5
jestdotty
171d

every time I run into some issue in rust and spend days googling and asking a billion AI chat bots turns out it was rust that was wrong

I'm so exhausted

do they have brain worms

nobody considers "hey maybe this feature isn't in yet" (and actually they'll argue against it being a feature and you should feel bad at coming up with it)

they're just like "you're doing it wrong!"

YOU HAVE ALL THE INFORMATION TO INFER THE TYPE AND YOU DID INFER THE TYPE YET YOU TELL ME I NEED TO ANNOTATE THE TYPE BUT YOU'VE INFERRED IT AND YOU CANT TELL ME WHY I NEED TO ANNOTATE IT

And I love how suddenly you can convert a Result object using `as` which is a keyword reserved only for primitives, so say the docs... and it works (and works at runtime as well). because the type was never wrong. you fucking inferred it. but you're bitching at me that you need an annotation. when you don't.

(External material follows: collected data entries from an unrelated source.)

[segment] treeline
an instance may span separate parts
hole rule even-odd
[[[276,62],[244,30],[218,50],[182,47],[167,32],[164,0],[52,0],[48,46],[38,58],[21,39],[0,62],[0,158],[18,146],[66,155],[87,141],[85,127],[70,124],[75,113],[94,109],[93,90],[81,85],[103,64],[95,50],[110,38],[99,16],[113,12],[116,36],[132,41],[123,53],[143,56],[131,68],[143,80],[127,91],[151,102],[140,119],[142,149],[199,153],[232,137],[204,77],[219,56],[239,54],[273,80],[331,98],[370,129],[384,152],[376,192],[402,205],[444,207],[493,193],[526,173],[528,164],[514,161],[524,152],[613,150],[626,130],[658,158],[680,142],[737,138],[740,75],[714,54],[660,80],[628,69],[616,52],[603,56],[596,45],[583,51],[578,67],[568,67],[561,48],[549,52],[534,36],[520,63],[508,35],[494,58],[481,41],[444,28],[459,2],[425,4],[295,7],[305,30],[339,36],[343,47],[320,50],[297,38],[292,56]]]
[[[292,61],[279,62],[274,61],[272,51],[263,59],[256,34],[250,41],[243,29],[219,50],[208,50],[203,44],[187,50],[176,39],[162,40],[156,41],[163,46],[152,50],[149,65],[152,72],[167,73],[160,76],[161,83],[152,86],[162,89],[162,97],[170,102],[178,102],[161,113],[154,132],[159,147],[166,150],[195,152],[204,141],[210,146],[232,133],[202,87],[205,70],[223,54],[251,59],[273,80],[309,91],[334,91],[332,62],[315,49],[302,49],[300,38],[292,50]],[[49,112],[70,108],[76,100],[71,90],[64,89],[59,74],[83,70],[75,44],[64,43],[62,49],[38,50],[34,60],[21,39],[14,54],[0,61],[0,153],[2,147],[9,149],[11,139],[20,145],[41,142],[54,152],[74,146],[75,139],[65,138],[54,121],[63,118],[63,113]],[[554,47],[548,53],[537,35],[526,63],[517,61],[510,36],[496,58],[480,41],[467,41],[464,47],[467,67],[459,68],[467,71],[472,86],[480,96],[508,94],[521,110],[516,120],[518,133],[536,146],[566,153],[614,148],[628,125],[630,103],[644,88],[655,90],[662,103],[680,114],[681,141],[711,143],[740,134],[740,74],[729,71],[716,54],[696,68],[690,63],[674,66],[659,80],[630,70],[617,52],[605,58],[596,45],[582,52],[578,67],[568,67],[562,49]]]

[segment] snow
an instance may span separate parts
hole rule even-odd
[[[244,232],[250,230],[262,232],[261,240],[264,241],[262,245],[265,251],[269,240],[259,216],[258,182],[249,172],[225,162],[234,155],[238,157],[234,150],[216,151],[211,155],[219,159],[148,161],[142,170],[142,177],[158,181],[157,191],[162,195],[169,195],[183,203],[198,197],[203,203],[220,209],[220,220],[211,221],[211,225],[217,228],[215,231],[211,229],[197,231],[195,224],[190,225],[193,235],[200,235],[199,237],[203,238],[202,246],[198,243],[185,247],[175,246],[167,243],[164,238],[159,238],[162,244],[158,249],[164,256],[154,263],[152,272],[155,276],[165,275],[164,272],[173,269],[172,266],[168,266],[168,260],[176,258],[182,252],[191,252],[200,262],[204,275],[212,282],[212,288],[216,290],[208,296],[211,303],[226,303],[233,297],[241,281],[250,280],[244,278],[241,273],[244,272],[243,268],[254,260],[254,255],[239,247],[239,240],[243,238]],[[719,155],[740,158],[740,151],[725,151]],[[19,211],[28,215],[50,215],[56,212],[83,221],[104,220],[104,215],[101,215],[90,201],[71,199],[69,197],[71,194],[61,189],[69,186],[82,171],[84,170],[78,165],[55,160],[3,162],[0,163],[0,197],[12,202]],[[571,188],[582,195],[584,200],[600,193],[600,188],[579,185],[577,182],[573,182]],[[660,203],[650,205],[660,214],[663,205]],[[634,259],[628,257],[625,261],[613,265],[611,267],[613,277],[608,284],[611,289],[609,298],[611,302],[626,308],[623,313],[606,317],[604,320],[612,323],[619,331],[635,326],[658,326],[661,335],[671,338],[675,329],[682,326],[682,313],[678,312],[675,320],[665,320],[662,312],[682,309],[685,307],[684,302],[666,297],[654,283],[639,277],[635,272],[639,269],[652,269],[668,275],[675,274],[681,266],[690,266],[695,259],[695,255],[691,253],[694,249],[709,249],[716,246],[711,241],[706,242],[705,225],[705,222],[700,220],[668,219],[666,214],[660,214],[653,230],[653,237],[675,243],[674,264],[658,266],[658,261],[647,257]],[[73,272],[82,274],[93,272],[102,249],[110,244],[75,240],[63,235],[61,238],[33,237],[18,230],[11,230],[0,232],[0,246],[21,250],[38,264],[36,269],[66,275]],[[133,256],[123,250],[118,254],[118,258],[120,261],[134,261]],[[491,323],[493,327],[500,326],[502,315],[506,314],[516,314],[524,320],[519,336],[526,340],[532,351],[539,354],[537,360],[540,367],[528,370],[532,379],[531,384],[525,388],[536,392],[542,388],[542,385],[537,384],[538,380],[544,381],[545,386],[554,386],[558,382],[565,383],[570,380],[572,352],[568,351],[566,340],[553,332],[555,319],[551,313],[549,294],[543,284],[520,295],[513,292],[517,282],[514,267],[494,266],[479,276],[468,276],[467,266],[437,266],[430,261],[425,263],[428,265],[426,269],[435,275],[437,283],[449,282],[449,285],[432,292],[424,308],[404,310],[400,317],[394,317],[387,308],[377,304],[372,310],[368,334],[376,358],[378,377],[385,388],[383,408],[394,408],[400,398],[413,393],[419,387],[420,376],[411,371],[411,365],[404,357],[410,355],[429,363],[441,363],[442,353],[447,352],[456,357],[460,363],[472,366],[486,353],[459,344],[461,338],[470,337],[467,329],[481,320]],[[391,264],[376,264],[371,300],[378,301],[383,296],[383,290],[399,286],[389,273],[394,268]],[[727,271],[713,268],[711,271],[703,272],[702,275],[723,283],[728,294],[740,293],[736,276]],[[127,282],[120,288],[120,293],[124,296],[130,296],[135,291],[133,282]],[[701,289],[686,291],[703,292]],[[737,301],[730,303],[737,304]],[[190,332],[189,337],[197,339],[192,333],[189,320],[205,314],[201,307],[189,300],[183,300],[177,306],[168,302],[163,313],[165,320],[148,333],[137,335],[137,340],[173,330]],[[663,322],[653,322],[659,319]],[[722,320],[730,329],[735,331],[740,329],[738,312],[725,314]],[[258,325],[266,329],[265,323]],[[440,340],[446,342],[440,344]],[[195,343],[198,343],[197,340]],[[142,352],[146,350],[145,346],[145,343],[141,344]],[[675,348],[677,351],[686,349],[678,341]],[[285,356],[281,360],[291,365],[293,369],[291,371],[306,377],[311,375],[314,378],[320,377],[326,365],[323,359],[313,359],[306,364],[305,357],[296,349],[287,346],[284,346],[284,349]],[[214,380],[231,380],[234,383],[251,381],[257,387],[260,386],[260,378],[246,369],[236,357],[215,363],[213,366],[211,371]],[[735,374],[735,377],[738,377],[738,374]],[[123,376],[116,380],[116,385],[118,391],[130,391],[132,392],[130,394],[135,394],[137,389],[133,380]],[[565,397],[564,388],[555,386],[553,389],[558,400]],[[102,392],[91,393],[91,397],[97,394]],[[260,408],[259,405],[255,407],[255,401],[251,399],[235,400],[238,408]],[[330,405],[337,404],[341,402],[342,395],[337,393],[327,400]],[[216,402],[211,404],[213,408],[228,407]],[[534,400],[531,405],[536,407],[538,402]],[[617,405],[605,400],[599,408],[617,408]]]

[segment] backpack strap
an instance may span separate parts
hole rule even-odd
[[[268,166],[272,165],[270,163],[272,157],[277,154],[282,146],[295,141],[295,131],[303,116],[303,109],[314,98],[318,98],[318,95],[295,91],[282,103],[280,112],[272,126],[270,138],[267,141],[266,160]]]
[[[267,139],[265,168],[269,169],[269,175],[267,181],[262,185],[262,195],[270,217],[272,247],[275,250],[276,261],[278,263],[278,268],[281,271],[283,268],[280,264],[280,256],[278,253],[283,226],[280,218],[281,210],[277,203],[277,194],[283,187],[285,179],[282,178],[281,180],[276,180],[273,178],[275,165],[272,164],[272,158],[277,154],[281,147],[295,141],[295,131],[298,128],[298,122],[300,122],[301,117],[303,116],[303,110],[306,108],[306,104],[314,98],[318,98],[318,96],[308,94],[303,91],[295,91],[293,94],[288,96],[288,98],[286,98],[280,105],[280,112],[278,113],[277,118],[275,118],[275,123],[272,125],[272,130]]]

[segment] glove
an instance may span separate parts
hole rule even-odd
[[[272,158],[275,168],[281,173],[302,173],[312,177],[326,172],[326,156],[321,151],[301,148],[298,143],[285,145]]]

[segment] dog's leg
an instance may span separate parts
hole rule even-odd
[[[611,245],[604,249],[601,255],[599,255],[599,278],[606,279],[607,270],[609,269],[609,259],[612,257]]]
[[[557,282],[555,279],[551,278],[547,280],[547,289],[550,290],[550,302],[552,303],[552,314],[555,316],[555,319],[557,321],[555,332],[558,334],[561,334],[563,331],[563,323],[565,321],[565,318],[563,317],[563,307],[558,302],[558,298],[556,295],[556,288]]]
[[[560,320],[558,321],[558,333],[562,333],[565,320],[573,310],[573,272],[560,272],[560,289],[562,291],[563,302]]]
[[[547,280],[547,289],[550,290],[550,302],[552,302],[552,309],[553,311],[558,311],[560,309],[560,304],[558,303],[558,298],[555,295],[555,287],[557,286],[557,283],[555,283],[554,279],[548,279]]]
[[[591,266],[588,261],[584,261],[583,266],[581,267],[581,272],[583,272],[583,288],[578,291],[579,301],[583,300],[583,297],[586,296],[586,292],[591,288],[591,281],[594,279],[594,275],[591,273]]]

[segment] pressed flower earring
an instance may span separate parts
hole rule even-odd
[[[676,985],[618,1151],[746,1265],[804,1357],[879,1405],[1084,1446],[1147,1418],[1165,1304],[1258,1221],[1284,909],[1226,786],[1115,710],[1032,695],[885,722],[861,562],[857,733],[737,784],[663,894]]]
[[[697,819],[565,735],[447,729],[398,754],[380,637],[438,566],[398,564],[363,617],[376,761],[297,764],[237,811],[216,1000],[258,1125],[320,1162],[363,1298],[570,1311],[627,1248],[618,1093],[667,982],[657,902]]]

remember when languages were made by people that actually liked coding instead of this clout-chasing nonsense. that's what I'm blaming this on

Comments
  • 5
    Laughs in C++ fuckery !

    reinterpret_cast< to any fucking thing >( from any fucking thing );

    Probably apples and oranges, but yeah...
  • 1
    @jestdotty I haven't Rust yet, so I don't know first hand yet.
  • 2
    Rust has reinterpret_cast, it's called transmute, just the docs appropriately indicate that you should never ever ever use it for any fucking reason. Not because it's a bad implementation but because what these functions do should never be done by anyone for any reason ever.
  • 2
    @lorentz so basically only embedded programmers. Which aren't real people anyway.
  • 2
    @Demolishun Not even embedded programmers should use transmute. If you want to cast between number types, cast through a fixed size array and let your optimizer eliminate the array. If you want to cast a bitfield then you can use the crate of the same name, which probably does it better than you. And it still doesn't need transmute because you can just use a fixed size array.
  • 1
    @Demolishun Is there a third use case for reinterpret_cast that I don't know about?
  • 1
    @lorentz I don't know. I think I have used reinterpret_cast once or twice. It was for working with a C framework to pass pointers to objects that got passed inside the framework. Which used void pointers. reinterpret_cast was more explicit and showed intent better than old style C casts. This aided in hiding all the C dirty secrets inside a C++ wrapper.
  • 1
    @Demolishun dayum! I recall doing it as well. That was horrible! Thanks for the flashbacks!
  • 1
    @Lensflare the "best" part. The C code is new, and so is the C++ code.
  • 2
    @Demolishun ah, that's just an as cast, no issue then. reinterpret_cast feels like hunting ducks with a nuke though.
  • 0
    @lorentz okay, I am going to use that analogy. Thank you.